Here is a link to the work of Gwilherm Lesné, my former PhD student, at Télécom Paris (Saïd Ladjal, Yann Gousseau, Alasdair Newson), on image editing using GANs and diffusion models :
Here is a list of publications linked to the work of Xu Yao, my former PhD student, in collaboration between InterDigital (Pierre Hellier) and Télécom Paris (Yann Gousseau, Alasdair Newson), on image editing with GANs :
Feature-style Encoder for Style-Based GAN Inversion, X. Yao, A. Newson, Y. Gousseau, P. Hellier, ECCV 2022, Paper
A Latent Transformer for Disentangeled Face Editing in Images and Videos, X. Yao, A. Newson, Y. Gousseau, P. Hellier, ICCV, 2021, Paper, Code
Learning Non-Linear Disentangled Editing For StyleGAN, X. Yao, A. Newson, Y. Gousseau, P. Hellier, ICIP, 2021, Paper
High Resolution Face Age Editing, X. Yao, G. Puy, A. Newson, Y. Gousseau, P. Hellier, ICPR, 2020, Paper, Code
Autoencoders are (often deep) neural networks which project to and from a latent space which is of smaller dimensionality than the input data domain.
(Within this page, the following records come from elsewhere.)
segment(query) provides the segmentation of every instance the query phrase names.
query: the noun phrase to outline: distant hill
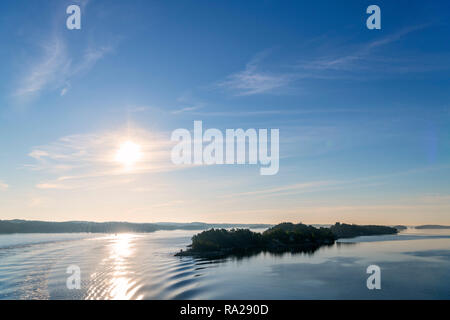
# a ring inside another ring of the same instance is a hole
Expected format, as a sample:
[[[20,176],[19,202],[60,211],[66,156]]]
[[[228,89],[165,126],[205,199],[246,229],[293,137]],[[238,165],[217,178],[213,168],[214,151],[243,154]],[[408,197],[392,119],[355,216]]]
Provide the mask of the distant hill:
[[[47,222],[30,220],[0,220],[0,234],[11,233],[122,233],[154,232],[158,230],[205,230],[210,228],[268,228],[266,224],[207,224],[193,223],[129,223],[67,221]]]
[[[426,224],[423,226],[416,226],[416,229],[450,229],[450,226],[440,226],[435,224]]]

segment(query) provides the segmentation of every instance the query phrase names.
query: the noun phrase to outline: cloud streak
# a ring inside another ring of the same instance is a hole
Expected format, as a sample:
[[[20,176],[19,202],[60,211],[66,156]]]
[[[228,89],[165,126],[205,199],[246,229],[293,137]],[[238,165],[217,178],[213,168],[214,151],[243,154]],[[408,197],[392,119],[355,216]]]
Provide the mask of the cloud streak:
[[[141,147],[142,159],[126,170],[115,161],[121,143],[133,141]],[[78,134],[38,146],[28,154],[27,167],[53,175],[36,185],[41,190],[90,189],[132,182],[132,176],[176,169],[170,162],[171,142],[161,134],[140,128],[115,132]]]
[[[71,88],[71,81],[86,74],[112,51],[110,46],[88,47],[80,57],[76,57],[70,53],[61,36],[53,36],[41,43],[40,48],[41,57],[31,62],[18,81],[14,92],[16,98],[33,98],[45,90],[59,90],[60,95],[64,96]]]

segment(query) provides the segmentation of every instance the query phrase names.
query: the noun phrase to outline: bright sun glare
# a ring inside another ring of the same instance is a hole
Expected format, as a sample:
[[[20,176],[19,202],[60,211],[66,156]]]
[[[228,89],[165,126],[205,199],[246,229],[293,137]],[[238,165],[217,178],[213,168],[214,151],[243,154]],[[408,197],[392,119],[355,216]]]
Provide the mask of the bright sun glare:
[[[116,161],[126,167],[133,166],[141,157],[141,147],[132,141],[122,143],[116,153]]]

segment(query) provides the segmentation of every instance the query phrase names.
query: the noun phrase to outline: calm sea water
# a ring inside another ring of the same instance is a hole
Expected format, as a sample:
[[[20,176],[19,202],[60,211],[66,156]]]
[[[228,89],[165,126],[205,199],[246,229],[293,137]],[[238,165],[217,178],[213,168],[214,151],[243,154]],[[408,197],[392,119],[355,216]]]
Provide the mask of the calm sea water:
[[[0,299],[450,299],[450,230],[348,239],[314,253],[175,257],[197,232],[0,235]],[[372,264],[381,290],[366,287]],[[66,286],[71,265],[79,290]]]

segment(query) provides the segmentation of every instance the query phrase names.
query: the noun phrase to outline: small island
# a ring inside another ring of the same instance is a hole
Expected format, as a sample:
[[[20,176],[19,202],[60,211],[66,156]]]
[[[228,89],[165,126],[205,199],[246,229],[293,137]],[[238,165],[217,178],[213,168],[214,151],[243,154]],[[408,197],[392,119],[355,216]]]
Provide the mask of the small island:
[[[249,229],[210,229],[192,237],[187,250],[176,256],[224,257],[268,252],[314,252],[324,245],[332,245],[339,238],[366,235],[396,234],[398,230],[385,226],[360,226],[336,223],[316,228],[302,223],[280,223],[263,233]]]

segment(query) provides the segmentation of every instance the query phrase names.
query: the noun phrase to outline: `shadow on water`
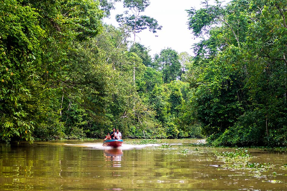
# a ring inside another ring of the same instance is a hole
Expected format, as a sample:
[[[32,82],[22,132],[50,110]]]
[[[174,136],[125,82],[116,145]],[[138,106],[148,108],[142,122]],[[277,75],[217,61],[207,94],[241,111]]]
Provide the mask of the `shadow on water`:
[[[117,149],[103,146],[101,140],[0,144],[0,190],[278,190],[286,187],[285,153],[248,149],[253,156],[246,164],[268,169],[237,168],[245,163],[216,156],[217,152],[234,149],[190,144],[200,141],[164,140],[141,145],[136,140],[134,144],[124,144]],[[264,163],[267,164],[261,165]]]

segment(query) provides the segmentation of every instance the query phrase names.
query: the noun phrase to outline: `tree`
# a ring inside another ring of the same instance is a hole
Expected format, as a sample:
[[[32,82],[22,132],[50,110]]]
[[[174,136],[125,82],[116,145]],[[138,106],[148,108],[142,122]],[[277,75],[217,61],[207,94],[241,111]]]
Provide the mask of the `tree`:
[[[120,25],[126,25],[131,29],[134,43],[136,33],[147,28],[155,33],[162,27],[158,25],[157,21],[154,19],[145,15],[140,15],[149,5],[149,0],[124,0],[124,7],[128,9],[132,14],[129,14],[128,12],[126,11],[124,14],[117,15],[116,16],[116,19]]]
[[[161,50],[159,56],[155,56],[153,65],[162,72],[163,80],[168,83],[179,78],[180,63],[178,53],[170,48]]]

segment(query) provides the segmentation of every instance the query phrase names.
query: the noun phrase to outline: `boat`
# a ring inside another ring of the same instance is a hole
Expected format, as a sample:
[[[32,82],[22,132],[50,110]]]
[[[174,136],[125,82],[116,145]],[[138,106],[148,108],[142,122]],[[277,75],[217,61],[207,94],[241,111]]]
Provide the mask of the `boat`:
[[[103,143],[103,146],[109,146],[114,148],[116,148],[122,146],[122,144],[123,142],[123,140],[107,140],[104,141]]]

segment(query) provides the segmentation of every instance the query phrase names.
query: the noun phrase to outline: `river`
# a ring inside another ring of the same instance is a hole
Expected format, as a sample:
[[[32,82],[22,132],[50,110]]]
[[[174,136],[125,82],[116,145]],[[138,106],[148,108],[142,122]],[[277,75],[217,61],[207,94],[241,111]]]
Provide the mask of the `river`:
[[[117,149],[101,140],[1,144],[0,190],[287,189],[284,152],[247,149],[252,157],[242,163],[218,156],[234,149],[190,144],[199,140],[132,141]]]

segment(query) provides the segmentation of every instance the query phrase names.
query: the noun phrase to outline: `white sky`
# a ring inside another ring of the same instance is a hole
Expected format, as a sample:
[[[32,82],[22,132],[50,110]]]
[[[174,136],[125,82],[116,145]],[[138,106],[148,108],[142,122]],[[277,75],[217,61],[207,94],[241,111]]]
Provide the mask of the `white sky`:
[[[150,4],[142,15],[147,15],[157,20],[162,26],[161,30],[156,33],[146,29],[137,33],[136,41],[150,50],[152,56],[159,53],[162,49],[170,47],[178,53],[187,52],[193,55],[191,49],[192,45],[198,42],[188,30],[188,14],[185,11],[192,7],[198,9],[201,7],[202,1],[188,0],[150,0]],[[115,5],[116,9],[112,10],[110,18],[104,22],[108,24],[118,26],[115,18],[117,14],[123,13],[126,10],[121,3]],[[155,35],[158,36],[156,37]]]

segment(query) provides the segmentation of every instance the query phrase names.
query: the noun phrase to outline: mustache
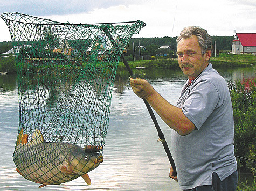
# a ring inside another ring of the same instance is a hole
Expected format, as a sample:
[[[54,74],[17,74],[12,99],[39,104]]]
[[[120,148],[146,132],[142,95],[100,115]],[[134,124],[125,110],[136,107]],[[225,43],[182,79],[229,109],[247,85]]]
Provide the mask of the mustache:
[[[186,67],[193,67],[193,65],[192,64],[183,64],[181,65],[181,68],[186,68]]]

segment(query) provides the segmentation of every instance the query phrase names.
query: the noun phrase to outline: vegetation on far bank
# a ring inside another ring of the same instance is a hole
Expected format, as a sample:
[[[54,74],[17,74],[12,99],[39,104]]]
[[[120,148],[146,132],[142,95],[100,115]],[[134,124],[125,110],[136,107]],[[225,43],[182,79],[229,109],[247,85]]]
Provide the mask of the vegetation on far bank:
[[[256,191],[256,78],[229,82],[234,115],[234,154],[237,168],[251,171],[252,185],[239,181],[237,190]]]
[[[144,67],[147,68],[179,68],[177,58],[170,58],[160,56],[149,60],[129,61],[129,65],[132,68]],[[234,55],[232,54],[220,54],[216,57],[211,57],[211,63],[215,68],[233,68],[238,67],[250,67],[256,64],[256,55],[252,54]],[[124,66],[120,62],[119,66]]]

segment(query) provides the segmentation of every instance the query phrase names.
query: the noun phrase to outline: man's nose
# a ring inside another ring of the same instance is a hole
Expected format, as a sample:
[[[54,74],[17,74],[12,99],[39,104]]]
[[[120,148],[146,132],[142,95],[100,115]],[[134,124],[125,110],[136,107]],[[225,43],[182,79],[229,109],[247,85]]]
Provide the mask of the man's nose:
[[[185,54],[184,54],[181,59],[181,63],[188,63],[188,61],[189,59],[188,56]]]

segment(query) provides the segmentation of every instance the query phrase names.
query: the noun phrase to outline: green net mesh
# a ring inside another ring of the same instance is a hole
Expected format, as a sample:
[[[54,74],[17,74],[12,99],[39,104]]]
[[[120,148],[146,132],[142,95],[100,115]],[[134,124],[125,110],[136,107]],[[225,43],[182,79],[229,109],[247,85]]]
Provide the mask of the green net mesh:
[[[73,24],[3,13],[19,89],[18,172],[43,186],[85,174],[103,160],[117,64],[140,21]],[[89,155],[88,155],[89,153]]]

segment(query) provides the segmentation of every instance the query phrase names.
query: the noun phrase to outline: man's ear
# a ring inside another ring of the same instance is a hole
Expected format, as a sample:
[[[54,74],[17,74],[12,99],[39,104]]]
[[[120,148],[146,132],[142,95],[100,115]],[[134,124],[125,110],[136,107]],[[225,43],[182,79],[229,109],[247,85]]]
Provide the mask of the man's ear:
[[[208,61],[211,58],[211,55],[212,54],[211,50],[206,50],[206,52],[205,54],[206,54],[205,60]]]

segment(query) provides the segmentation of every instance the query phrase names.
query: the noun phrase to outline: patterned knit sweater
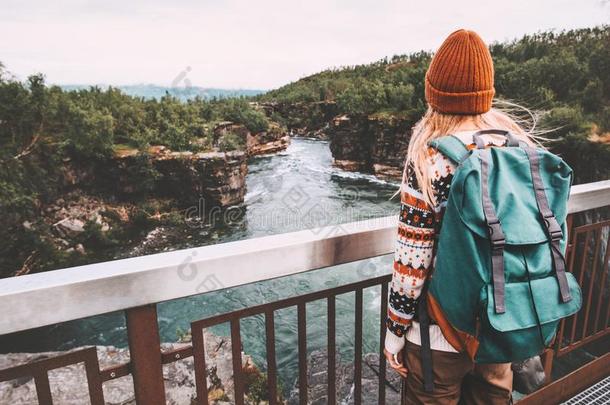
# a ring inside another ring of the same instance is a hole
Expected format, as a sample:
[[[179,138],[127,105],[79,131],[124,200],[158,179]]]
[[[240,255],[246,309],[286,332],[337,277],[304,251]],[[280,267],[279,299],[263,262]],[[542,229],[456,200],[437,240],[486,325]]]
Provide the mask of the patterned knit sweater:
[[[474,131],[457,132],[454,135],[469,149]],[[483,140],[494,146],[502,146],[504,138],[484,135]],[[401,204],[398,221],[398,235],[394,251],[394,271],[388,297],[387,333],[385,348],[390,353],[398,353],[405,344],[420,344],[419,324],[413,320],[417,303],[426,277],[432,269],[432,251],[435,243],[435,229],[440,229],[444,209],[449,196],[449,188],[456,169],[455,163],[433,148],[428,149],[428,176],[436,199],[431,206],[423,199],[420,186],[412,167],[407,167],[406,178],[401,185]],[[456,352],[443,337],[437,325],[430,326],[430,345],[433,350]]]

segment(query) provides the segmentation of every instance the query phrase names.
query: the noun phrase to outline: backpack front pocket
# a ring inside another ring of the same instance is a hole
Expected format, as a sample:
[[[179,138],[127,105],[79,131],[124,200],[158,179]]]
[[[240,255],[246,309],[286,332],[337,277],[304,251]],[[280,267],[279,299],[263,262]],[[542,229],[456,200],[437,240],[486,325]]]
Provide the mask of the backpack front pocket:
[[[554,273],[547,277],[506,283],[506,312],[494,308],[493,286],[487,285],[481,302],[479,335],[481,342],[475,361],[502,363],[527,359],[548,346],[562,318],[575,314],[581,307],[582,294],[578,282],[567,275],[572,300],[563,303]]]

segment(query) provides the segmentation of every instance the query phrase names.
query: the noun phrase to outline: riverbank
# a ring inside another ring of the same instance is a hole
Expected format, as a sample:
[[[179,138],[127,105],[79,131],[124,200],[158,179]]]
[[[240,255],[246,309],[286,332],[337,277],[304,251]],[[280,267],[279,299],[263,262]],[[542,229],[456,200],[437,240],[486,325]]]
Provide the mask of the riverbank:
[[[211,404],[228,405],[235,403],[233,368],[231,357],[231,339],[220,337],[204,331],[207,365],[208,400]],[[163,351],[183,348],[186,342],[162,344]],[[75,350],[83,349],[84,347]],[[100,368],[105,369],[129,361],[129,350],[113,346],[96,346]],[[68,352],[44,353],[9,353],[0,355],[0,369],[14,367],[19,364],[30,363],[52,358]],[[343,361],[340,354],[336,357],[336,392],[337,402],[340,404],[353,404],[354,365]],[[254,364],[252,357],[242,352],[242,371],[245,380],[246,403],[267,404],[267,376]],[[379,355],[369,353],[363,358],[362,393],[363,403],[377,402],[379,392]],[[317,350],[310,354],[307,366],[308,403],[324,404],[328,402],[327,384],[328,367],[325,350]],[[386,401],[398,403],[400,401],[400,376],[386,369]],[[165,381],[166,402],[170,405],[188,405],[195,403],[196,385],[193,357],[184,358],[166,364],[163,367]],[[70,365],[55,369],[49,373],[49,381],[54,403],[57,405],[75,405],[87,403],[89,394],[87,382],[82,365]],[[284,396],[283,385],[280,383],[279,403],[298,404],[299,390],[297,382],[294,388]],[[131,376],[119,377],[107,381],[103,385],[104,399],[111,405],[135,405],[133,380]],[[0,403],[12,405],[26,405],[37,403],[34,380],[19,379],[0,383]]]

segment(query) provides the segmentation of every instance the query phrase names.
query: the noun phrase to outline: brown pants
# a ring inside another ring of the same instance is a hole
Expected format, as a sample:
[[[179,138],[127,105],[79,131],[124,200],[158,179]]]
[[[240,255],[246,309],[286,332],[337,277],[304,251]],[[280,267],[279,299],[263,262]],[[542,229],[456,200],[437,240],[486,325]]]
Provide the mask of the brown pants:
[[[434,392],[424,391],[420,347],[407,341],[405,402],[439,405],[506,405],[512,402],[510,363],[474,364],[464,353],[432,350]]]

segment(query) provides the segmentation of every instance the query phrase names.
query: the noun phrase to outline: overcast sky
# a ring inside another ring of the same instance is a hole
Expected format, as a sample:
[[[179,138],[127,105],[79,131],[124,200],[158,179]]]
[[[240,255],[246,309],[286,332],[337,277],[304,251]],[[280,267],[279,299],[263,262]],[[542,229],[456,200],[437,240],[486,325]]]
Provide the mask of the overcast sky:
[[[170,86],[186,77],[270,89],[327,67],[433,50],[457,28],[492,42],[603,23],[609,0],[2,0],[0,61],[20,79],[42,72],[56,84]]]

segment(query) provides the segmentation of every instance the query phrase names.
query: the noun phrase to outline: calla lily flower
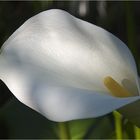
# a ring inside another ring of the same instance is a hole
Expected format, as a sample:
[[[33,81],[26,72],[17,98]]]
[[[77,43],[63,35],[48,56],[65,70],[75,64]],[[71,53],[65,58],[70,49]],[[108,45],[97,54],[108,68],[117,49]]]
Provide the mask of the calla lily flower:
[[[19,101],[57,122],[119,108],[131,112],[130,103],[140,99],[137,68],[127,46],[58,9],[30,18],[3,44],[0,79]]]

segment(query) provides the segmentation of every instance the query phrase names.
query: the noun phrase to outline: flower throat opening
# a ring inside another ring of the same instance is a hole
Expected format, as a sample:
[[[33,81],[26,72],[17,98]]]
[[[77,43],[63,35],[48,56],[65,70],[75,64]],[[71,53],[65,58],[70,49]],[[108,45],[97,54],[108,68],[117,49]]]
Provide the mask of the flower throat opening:
[[[104,78],[104,85],[110,91],[112,96],[122,98],[133,96],[129,91],[127,91],[127,89],[121,86],[117,81],[115,81],[110,76]]]

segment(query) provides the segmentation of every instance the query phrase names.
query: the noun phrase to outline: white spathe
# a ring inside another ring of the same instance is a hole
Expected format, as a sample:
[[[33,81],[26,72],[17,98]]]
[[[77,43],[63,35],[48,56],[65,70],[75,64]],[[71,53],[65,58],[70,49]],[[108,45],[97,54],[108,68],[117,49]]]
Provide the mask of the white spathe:
[[[134,97],[111,96],[107,76]],[[22,103],[53,121],[98,117],[140,99],[127,46],[58,9],[30,18],[4,43],[0,78]]]

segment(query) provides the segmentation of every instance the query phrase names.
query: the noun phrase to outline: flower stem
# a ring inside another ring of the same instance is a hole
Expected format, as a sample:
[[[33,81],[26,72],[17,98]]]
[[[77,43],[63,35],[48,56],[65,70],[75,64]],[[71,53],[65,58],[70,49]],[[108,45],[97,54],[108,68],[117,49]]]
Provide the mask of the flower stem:
[[[59,137],[60,139],[70,139],[67,122],[59,122]]]
[[[121,140],[121,139],[123,139],[122,116],[117,111],[114,111],[113,114],[114,114],[114,121],[115,121],[116,139]]]
[[[140,128],[137,126],[134,126],[134,133],[135,133],[135,139],[139,140],[140,139]]]

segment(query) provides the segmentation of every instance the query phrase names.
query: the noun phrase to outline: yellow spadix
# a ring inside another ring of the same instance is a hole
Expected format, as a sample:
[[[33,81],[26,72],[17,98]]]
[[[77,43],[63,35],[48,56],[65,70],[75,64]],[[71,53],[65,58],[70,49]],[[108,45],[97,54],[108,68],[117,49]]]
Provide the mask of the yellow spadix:
[[[117,81],[115,81],[112,77],[107,76],[104,78],[104,85],[110,91],[110,93],[115,97],[130,97],[131,93],[127,91],[124,87],[122,87]]]

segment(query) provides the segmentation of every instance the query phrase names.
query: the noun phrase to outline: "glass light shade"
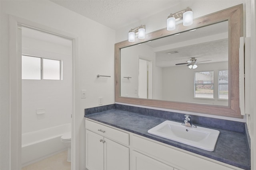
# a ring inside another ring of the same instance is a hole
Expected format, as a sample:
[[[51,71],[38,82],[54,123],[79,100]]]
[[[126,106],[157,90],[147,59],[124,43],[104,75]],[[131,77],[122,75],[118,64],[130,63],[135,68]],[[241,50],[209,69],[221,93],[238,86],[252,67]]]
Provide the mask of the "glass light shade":
[[[183,25],[189,26],[193,23],[193,12],[188,11],[183,14]]]
[[[193,68],[193,69],[195,69],[195,68],[197,68],[197,65],[196,64],[194,64],[193,65],[193,66],[192,67],[192,68]]]
[[[135,33],[134,32],[129,32],[128,34],[128,41],[131,43],[135,41]]]
[[[174,17],[170,17],[167,19],[167,29],[168,31],[172,31],[175,29],[176,23]]]
[[[139,39],[144,39],[145,38],[145,28],[140,28],[138,30],[138,38]]]

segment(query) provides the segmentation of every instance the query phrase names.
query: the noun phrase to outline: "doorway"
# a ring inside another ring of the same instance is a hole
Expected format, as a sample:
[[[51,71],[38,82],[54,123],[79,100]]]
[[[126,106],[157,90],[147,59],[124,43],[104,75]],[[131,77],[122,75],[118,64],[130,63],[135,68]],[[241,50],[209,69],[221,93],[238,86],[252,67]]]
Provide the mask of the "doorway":
[[[70,39],[21,28],[21,163],[29,169],[30,165],[71,148],[72,45]],[[67,133],[69,145],[60,140]],[[70,152],[68,156],[70,162]],[[58,166],[71,169],[70,162]]]
[[[139,58],[139,98],[152,98],[151,63],[150,61],[140,57]]]
[[[72,42],[72,118],[71,122],[72,139],[71,146],[72,150],[71,169],[76,169],[78,164],[78,159],[76,159],[77,155],[76,146],[77,142],[76,136],[74,132],[78,127],[76,126],[75,122],[78,121],[78,117],[76,115],[75,110],[79,108],[80,104],[76,102],[74,94],[78,94],[77,88],[78,84],[78,39],[74,35],[60,30],[49,27],[26,20],[10,16],[10,169],[21,169],[21,134],[22,134],[22,75],[21,75],[21,57],[22,56],[22,27],[31,28],[42,32],[58,36],[68,39]],[[76,88],[75,88],[75,86]]]

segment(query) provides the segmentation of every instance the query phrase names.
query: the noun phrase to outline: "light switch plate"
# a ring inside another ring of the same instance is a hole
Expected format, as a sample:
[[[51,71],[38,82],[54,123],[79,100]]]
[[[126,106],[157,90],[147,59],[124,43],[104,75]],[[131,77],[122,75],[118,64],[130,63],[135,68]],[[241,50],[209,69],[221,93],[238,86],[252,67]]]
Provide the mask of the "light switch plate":
[[[86,98],[86,90],[81,90],[81,98],[83,99]]]
[[[103,102],[103,101],[102,97],[100,97],[99,98],[99,105],[102,105]]]

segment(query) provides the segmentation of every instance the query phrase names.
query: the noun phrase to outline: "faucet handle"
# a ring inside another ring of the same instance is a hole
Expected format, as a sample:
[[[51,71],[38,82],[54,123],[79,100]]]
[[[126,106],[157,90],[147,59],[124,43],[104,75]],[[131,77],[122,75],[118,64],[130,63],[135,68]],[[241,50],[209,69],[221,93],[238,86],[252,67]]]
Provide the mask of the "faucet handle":
[[[188,114],[186,114],[184,116],[185,116],[185,119],[189,121],[190,120],[190,115]]]

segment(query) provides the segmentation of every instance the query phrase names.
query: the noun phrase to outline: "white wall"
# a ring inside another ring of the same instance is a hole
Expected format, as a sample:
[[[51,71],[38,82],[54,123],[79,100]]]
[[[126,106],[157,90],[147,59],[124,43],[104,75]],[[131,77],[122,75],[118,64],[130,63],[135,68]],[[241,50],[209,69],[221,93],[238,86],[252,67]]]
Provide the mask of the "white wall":
[[[152,62],[152,98],[162,98],[162,68],[156,66],[156,55],[153,49],[144,44],[134,45],[121,50],[120,90],[122,96],[138,98],[138,93],[135,93],[135,89],[138,89],[139,58]],[[128,80],[124,77],[132,77]],[[127,95],[127,96],[126,96]]]
[[[23,28],[22,33],[24,29],[30,29]],[[31,35],[34,31],[30,30]],[[44,37],[48,36],[45,33],[41,34]],[[67,41],[61,38],[58,39],[61,41]],[[61,42],[55,41],[54,43],[53,41],[49,41],[50,42],[30,38],[22,33],[23,54],[61,60],[63,63],[62,80],[22,80],[22,133],[71,122],[73,100],[72,41],[69,40],[69,46],[62,45]],[[36,110],[39,109],[44,109],[45,113],[37,114]]]
[[[190,69],[186,65],[163,68],[163,100],[189,103],[228,106],[227,100],[218,100],[218,71],[228,70],[228,62],[199,64],[196,69]],[[213,68],[214,68],[214,69]],[[210,70],[209,70],[210,69]],[[214,71],[214,99],[194,98],[194,72]],[[182,77],[182,78],[180,78]]]
[[[8,14],[25,19],[46,27],[60,30],[77,37],[76,64],[78,81],[76,89],[75,129],[78,138],[76,143],[76,169],[85,169],[84,109],[98,106],[98,98],[103,97],[103,105],[114,103],[114,44],[115,31],[91,20],[48,1],[1,0],[1,60],[0,61],[0,169],[10,169],[10,80]],[[97,74],[111,76],[96,78]],[[80,90],[86,90],[87,98],[78,99]],[[79,161],[79,162],[78,162]]]

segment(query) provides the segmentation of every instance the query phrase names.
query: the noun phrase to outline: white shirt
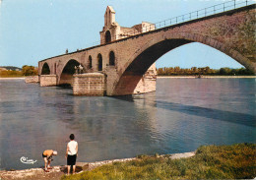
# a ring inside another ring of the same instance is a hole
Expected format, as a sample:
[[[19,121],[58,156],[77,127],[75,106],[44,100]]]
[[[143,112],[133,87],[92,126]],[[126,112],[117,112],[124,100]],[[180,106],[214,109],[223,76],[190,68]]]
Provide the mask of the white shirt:
[[[77,154],[77,150],[76,150],[77,146],[78,146],[78,143],[76,141],[74,141],[74,140],[70,141],[68,143],[68,154],[69,155]]]

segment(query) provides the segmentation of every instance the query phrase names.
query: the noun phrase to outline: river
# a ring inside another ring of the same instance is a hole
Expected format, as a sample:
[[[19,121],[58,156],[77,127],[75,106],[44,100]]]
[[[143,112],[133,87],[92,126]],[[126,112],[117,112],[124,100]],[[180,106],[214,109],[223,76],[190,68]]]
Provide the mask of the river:
[[[0,80],[0,169],[41,167],[44,150],[66,164],[71,133],[87,162],[256,143],[255,80],[158,79],[156,92],[125,97]]]

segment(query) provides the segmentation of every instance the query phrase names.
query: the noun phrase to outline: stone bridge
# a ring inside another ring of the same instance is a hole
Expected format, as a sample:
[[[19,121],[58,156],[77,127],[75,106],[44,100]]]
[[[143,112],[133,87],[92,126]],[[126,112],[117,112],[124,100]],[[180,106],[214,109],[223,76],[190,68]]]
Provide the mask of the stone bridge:
[[[256,73],[255,4],[158,30],[150,23],[122,28],[114,16],[108,6],[100,45],[39,61],[40,85],[73,86],[75,78],[83,77],[74,76],[74,67],[81,64],[89,75],[104,76],[107,95],[152,91],[156,90],[155,62],[191,42],[218,49]],[[145,30],[146,26],[151,30]],[[125,31],[131,30],[135,35],[129,36]]]

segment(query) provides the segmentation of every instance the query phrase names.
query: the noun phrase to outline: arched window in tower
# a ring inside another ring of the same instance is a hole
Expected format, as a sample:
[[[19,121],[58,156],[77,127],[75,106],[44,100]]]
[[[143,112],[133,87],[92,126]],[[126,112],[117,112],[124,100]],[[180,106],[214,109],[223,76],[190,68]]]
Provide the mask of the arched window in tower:
[[[91,56],[91,55],[89,56],[88,68],[89,68],[89,69],[92,69],[92,68],[93,68],[93,59],[92,59],[92,56]]]
[[[114,65],[115,65],[114,52],[110,51],[110,53],[109,53],[109,66],[114,66]]]
[[[111,42],[111,33],[109,30],[105,32],[105,43]]]
[[[97,71],[102,71],[102,56],[101,56],[101,54],[97,55]]]

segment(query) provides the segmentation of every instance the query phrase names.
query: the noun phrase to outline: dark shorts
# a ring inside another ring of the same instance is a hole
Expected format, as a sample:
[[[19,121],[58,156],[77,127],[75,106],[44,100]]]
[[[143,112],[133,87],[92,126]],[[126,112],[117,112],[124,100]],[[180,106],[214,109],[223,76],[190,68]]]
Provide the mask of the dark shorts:
[[[77,154],[75,154],[75,155],[68,155],[67,164],[68,165],[76,165],[76,160],[77,160]]]

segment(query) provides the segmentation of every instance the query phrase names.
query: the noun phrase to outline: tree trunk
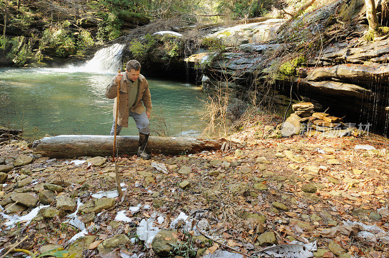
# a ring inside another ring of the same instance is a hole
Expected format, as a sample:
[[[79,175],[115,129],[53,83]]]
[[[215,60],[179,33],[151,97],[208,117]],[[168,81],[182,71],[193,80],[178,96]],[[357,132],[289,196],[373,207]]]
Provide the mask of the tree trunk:
[[[369,22],[369,29],[375,31],[379,26],[374,0],[365,0],[366,7],[366,18]]]
[[[106,135],[59,135],[44,137],[34,142],[33,150],[35,154],[53,158],[111,156],[113,138],[113,136]],[[117,136],[116,145],[118,154],[136,154],[139,140],[139,136]],[[224,142],[222,140],[192,137],[150,136],[146,150],[149,153],[186,154],[220,149]]]
[[[5,36],[5,28],[7,27],[7,5],[8,5],[8,0],[5,0],[5,6],[4,8],[4,29],[3,29],[3,36]]]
The main idea behind this is to use the compact and powerful latent space to understand, analyse and manipulate the input data in a much more high-level manner than in the data space. In the following projects, we try to study these architectures in detail in simple cases (images of shapes) and we propose new architectures and loss functions to create latent spaces with useful properties. More precisely, we are interested in the following questions :
How can we build autoencoders with latent spaces with useful structural properties (independence of components, organisation of attributes in latent space) ?
Can we describe the precise mechanisms which allow autoencoders to encode and decode simple images ?
How to use autoencoder or GAN-type networks to carry out image editing
PCAAE: Principal Component Analysis Autoencoder for organising the latent space of generative networks
This is the work of Chi-Hieu Pham (postdoc), supervised by Saïd Ladjal, Alasdair Newson. The goal is to create an autoencoder which mimics the behaviour of a PCA, which can then be used for image editing. Here is an example of such editing :
The paper can be found here :
Processing Simple Geometric Attributes with Autoencoders
Alasdair Newson, Andrés Almansa, Yann Gousseau, Saïd Ladjal
Journal of Mathematical Imaging and Vision, 2020
Abstract
Image synthesis is a core problem in modern deep learning, and many recent architectures such as autoencoders and Generative Adversarial networks produce spectacular results on highly complex data, such as images of faces or landscapes. While these results open up a wide range of new, advanced synthesis applications, there is also a severe lack of theoretical understanding of how these networks work. This results in a wide range of practical problems, such as difficulties in training, the tendency to sample images with little or no variability, and generalisation problems. In this paper, we propose to analyse the ability of the simplest generative network, the autoencoder, to encode and decode two simple geometric attributes : size and position. We believe that, in order to understand more complicated tasks, it is necessary to first understand how these networks process simple attributes. For the first property, we analyse the case of images of centred disks with variable radii. We explain how the autoencoder projects these images to and from a latent space of smallest possible dimension, a scalar. In particular, we describe both the encoding process and a closed-form solution to the decoding training problem in a network without biases, and show that during training, the network indeed finds this solution. We then investigate the best regularisation approaches which yield networks that generalise well. For the second property, position, we look at the encoding and decoding of Dirac delta functions, also known as “one-hot” vectors. We describe a hand-crafted filter that achieves encoding perfectly, and show that the network naturally finds this filter during training. We also show experimentally that the decoding can be achieved if the dataset is sampled in an appropriate manner. We hope that the insights given here will provide better understanding of the precise mechanisms used by generative networks, and will ultimately contribute to producing more robust and generalisable networks.